Каким он был, этот страх? Он у всех одинаковый или у каждого — свой? Я не знаю. Внезапный, все нарастающий ужас, который всегда застает тебя врасплох; неуемное желание закричать, хотя в доме кричать запрещалось (таково было строгое правило), и ты лежал в темноте, дрожа всем телом и раскрыв рот в беззвучном крике; непрошибаемая бессонница, которая растягивается на час-полтора; и на фоне всего вышесказанного — кошмарный образ небытия, частично зримый, частично лишь умозрительный. Картина бесконечно отдаляющихся от тебя звезд — образ, навеянный, как мне думается, кадрами из фантастических фильмов и застрявший глубоко в подсознании. Ощущение предельного одиночества души, заключенной в дрожащем теле; осознание Времени (именно так, с большой буквы), в котором не будет тебя — и это уже навсегда; и параноидальное чувство, что тебя заперли, как в ловушке, в этом зыбком конечном существовании — причем заперли совершенно конкретные, хотя и неизвестные личности.

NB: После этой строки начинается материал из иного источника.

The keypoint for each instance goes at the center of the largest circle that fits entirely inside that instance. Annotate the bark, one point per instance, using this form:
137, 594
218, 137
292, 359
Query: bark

Под страхом смерти я, кстати, подразумеваю не процесс умирания, а то состояние, когда ты уже умер. Не многие заблуждения и ошибочные суждения удручали меня больше, чем фраза: «Когда ты уже мертвый, в этом нет ничего страшного. Это как сон. Но вот умирать — это страшно, это невыносимо». Во время своих ночных страхов я осознал со всей ясностью, что смерть совсем не похожа на сон. Я рассуждал так: когда ты умираешь, в этом нет ничего страшного, если в итоге ты не умрешь.
Мы с Тони не обсуждали наши сокровенные страхи, зато не раз обсуждали концепцию бессмертия. Как всякие уважающие себя лабораторные мыши в лабиринте, мы искали пути наружу. Существовала теория частичного выживания — жидковатая кашица экстракта существования вокруг вязкой массы, по Хаксли, — но нас с Тони она не прельщала. Также существовало мнение, что человек бессмертен в своих детях; но с учетом того, как мы сами «обессмерчивали» родителей, можно было не обольщаться по поводу наших собственных шансов «продолжиться» в детях. В основном в наших робких и жалостливых мечтах о бессмертии мы сосредоточивались на искусстве.